Quando termina a Sexta-feira Santa aumenta o silêncio entre a Terra e o Céu. A Cruz gloriosa brilha no alto dos altares, mas uma cortina roxa tremula ainda diante das imagens do Céu. A ponte ainda não foi armada, falta a fresca manhã da Ressurreição. E ela virá mediante as impressionantes cerimônias do Sábado Santo, a Vigília Pascal. Que homem poderia ter imaginado tamanha ousadia? Benzer o fogo! Tornar esta matéria volátil do ar incandescente abençoada pelo poder dado ao sacerdote: tudo o que ele abençoar será abençoado, diz o ritual da ordenação sacerdotal. E o fogo que crepita na lenha torna-se manso e doméstico na chama do Círio Pascal, imagem belíssima de Cristo ressuscitado.
Forma-se a procissão, entra a Luz na nave escura da igreja: Lumen Christi - Deo gratias! Pouco a pouco, em cada etapa, aumenta a claridade dentro da igreja, até que todos os fiéis, com suas velas acesas, preparam-se para ouvir ressoar sobre as cúpulas e abóbodas estas palavras tão caras à alma católica: Exultet. A quem se dirige a Santa Igreja neste imperativo tão cheio de Esperança? Exultet jam angelica turba coelorum! São os anjos do céu que devem se alegrar por causa dos divinos mistérios e soprar com força a trombeta da salvação pela vitória do nosso Rei. É o Precônio pascal, o anúncio da grande e sempre atual novidade que enche a Terra (tellus) de celestial alegria.
A partir dessa explosão de luz e de alegria, toda a noite irradiará esses sentimentos de júbilo, mesmo quando, voltando ainda à realidade da hora, as cores brancas cederem algum espaço ao roxo das leituras e responsórios. A Água Batismal será abençoada em rito tão cheio de doutrina e mistério, que já ninguém se importa muito com a pluvial roxa. Morreu a tristeza no grito do diácono, e tudo se transformou em alegria. Alegre violeta de uma penitência passada.

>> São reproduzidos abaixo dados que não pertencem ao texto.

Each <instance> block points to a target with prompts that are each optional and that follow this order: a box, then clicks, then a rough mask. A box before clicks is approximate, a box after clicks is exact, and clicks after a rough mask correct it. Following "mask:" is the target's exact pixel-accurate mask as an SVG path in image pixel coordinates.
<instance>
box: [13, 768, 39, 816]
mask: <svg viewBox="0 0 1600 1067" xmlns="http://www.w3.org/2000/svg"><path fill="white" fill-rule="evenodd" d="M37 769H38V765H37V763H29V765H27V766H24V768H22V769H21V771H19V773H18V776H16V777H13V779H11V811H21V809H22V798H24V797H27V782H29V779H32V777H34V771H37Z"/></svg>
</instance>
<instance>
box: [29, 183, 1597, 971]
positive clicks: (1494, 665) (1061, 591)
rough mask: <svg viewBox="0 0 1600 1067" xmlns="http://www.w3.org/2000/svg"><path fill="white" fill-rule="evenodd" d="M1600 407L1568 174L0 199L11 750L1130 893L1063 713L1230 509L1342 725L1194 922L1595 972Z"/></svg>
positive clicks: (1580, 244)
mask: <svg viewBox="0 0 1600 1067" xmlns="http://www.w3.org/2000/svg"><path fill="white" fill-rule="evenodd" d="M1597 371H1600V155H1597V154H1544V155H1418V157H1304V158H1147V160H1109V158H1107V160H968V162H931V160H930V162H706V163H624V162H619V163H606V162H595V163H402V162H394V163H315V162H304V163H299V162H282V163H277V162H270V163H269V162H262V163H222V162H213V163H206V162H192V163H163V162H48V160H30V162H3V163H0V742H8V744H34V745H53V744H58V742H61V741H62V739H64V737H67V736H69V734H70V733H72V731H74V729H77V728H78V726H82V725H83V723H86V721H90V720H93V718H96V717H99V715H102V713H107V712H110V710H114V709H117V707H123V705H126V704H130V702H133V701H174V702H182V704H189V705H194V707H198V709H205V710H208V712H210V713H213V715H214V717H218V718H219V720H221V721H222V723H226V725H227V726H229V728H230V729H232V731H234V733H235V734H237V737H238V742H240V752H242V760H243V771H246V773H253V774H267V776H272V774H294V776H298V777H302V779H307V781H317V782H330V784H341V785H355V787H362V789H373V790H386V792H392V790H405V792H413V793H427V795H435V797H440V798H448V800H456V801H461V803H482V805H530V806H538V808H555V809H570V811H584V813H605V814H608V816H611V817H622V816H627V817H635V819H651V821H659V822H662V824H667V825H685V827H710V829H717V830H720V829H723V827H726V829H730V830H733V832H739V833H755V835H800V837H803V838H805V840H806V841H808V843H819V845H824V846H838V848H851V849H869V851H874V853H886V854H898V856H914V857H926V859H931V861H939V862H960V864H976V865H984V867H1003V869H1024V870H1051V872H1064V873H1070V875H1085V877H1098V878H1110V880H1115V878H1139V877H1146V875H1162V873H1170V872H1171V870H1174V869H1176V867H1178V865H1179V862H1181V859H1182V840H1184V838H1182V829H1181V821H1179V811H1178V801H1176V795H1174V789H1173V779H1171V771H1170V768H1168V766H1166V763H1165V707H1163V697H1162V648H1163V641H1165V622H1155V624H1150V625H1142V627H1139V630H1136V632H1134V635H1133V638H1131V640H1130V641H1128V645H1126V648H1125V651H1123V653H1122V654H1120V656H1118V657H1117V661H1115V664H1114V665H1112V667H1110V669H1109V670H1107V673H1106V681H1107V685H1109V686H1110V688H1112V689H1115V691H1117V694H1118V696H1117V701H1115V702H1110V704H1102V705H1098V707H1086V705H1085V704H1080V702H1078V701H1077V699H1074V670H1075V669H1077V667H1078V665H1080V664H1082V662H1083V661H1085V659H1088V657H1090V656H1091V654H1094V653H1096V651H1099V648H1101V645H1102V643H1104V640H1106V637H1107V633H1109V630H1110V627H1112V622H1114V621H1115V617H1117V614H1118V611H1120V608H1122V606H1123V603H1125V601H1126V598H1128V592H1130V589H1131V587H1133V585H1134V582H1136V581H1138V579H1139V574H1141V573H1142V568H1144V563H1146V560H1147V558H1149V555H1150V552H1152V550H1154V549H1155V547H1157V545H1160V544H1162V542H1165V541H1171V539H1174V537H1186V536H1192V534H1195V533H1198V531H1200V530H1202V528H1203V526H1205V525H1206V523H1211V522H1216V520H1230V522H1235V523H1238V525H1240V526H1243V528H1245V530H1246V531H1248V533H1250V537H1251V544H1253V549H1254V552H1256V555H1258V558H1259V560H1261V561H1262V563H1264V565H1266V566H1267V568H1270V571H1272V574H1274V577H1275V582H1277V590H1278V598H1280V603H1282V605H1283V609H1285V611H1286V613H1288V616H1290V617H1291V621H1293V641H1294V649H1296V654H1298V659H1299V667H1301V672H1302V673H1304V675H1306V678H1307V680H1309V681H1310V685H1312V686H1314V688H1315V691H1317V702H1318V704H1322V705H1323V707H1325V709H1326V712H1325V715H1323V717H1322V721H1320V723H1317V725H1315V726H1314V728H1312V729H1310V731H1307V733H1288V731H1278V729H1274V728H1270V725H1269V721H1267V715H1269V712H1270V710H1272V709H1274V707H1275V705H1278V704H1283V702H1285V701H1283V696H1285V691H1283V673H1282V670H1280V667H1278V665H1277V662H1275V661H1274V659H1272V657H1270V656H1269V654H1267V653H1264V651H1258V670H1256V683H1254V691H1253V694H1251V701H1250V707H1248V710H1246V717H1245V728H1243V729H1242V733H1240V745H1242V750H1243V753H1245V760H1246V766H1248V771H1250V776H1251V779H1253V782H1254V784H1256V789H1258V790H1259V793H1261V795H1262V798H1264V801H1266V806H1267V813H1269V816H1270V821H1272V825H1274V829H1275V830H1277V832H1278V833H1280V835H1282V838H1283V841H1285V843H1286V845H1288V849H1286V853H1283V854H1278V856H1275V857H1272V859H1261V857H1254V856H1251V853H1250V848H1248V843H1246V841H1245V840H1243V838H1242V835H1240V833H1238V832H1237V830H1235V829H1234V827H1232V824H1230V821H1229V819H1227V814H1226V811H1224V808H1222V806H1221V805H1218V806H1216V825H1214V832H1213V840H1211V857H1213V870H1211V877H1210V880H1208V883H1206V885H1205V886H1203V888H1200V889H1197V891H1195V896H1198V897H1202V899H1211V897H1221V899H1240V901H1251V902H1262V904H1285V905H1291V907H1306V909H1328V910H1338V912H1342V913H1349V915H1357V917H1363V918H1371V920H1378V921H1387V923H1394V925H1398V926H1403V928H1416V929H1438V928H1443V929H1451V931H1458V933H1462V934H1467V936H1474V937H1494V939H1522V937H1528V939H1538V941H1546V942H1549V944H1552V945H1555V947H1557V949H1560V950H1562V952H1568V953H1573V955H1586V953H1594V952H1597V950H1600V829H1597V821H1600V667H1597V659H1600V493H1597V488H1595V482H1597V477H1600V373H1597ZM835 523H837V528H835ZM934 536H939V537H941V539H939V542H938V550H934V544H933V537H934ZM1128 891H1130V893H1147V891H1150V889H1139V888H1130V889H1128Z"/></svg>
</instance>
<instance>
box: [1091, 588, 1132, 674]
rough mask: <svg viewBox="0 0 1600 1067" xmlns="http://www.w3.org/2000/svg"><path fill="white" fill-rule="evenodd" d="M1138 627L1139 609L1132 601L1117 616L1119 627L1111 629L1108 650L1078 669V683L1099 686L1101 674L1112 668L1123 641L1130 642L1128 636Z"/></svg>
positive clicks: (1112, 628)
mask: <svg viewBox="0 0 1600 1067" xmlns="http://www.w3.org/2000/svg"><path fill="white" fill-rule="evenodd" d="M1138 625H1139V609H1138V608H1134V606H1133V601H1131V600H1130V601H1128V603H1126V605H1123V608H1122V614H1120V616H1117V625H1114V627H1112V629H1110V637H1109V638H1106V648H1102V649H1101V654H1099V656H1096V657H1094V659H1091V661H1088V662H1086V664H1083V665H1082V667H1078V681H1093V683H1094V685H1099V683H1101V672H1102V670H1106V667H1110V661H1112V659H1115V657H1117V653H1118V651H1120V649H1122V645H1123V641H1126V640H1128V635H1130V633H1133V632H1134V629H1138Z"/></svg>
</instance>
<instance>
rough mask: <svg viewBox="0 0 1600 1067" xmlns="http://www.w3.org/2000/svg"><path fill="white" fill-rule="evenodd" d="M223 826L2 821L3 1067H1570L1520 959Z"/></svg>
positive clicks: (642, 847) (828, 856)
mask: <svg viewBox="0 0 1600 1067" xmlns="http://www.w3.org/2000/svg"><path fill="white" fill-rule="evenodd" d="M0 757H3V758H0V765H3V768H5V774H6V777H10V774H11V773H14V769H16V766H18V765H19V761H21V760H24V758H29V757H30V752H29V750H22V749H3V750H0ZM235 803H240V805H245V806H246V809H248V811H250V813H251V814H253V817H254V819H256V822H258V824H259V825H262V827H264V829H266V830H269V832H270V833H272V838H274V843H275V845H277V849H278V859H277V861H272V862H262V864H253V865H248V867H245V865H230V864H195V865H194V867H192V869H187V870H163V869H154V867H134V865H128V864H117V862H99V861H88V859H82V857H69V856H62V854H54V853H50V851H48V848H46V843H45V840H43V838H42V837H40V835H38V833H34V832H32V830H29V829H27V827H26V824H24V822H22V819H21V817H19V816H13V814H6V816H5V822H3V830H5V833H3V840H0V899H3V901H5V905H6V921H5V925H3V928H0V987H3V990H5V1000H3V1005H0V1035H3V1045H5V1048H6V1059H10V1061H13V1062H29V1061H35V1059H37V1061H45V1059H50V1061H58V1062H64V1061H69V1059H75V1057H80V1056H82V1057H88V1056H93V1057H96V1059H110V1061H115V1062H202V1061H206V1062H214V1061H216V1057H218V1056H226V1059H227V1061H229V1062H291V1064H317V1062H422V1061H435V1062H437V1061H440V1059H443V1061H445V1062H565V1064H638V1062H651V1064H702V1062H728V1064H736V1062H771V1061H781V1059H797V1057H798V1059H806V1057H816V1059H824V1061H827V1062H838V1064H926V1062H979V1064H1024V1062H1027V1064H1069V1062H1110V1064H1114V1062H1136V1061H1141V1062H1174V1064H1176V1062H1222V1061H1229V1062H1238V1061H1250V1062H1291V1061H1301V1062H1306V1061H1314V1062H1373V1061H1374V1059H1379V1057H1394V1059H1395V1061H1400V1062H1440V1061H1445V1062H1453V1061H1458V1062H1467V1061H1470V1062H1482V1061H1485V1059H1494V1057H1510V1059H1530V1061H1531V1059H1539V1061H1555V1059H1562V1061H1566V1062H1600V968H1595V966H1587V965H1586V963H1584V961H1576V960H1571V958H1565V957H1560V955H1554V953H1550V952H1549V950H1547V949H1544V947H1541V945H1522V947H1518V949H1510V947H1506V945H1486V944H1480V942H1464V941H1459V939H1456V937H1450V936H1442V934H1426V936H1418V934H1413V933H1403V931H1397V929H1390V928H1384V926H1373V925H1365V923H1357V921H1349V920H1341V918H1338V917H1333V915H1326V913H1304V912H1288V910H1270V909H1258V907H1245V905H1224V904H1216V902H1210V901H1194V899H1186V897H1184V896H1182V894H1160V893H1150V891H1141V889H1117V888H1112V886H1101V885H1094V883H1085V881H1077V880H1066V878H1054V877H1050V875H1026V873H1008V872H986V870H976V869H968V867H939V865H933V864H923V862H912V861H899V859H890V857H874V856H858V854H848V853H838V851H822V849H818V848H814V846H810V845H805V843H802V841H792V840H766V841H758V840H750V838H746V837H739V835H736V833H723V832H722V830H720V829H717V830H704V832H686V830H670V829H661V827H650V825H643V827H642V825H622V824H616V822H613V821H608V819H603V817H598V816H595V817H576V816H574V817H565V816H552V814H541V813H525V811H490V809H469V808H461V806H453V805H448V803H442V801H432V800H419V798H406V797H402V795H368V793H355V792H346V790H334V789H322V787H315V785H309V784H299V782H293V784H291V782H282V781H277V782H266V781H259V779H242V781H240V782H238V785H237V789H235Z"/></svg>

A renovação das promessas do Batismo, por vezes acompanhada de um batismo propriamente dito, acrescenta a espiritualidade batismal nesta noite já tão carregada de doutrina e sacramento. E diremos jubilosos, arrancaremos do coração, talvez pela primeira vez, a força tanto esperada diante de um demônio aplastado no fundo do inferno. – Vai-te Satanás, a Deus só adorarás! Este é o sentimento do católico nesta noite abençoada: vencemos a nós mesmos, vencemos ao príncipe das trevas, porque Cristo, nossa Páscoa, ressuscitou. Então cantamos o retorno do Allelúia, subimos degrau por degrau a melodia singela que nos permite novamente dizer: Amén! Allelúia! Sabedoria, honra e glória ao Cordeiro que tinha sido imolado mas ressuscitou.
Prepare-se católico, pois a Semana das Semanas se aproxima. Prepare-se para assistir a todos os ofícios, pois são esses dias que explicam a nossa piedade pessoal, o nosso Terço, nossas ladainhas e orações, nossas penitências e mortificações. É o anúncio do céu, é a presença atual da promessa de Vida Eterna.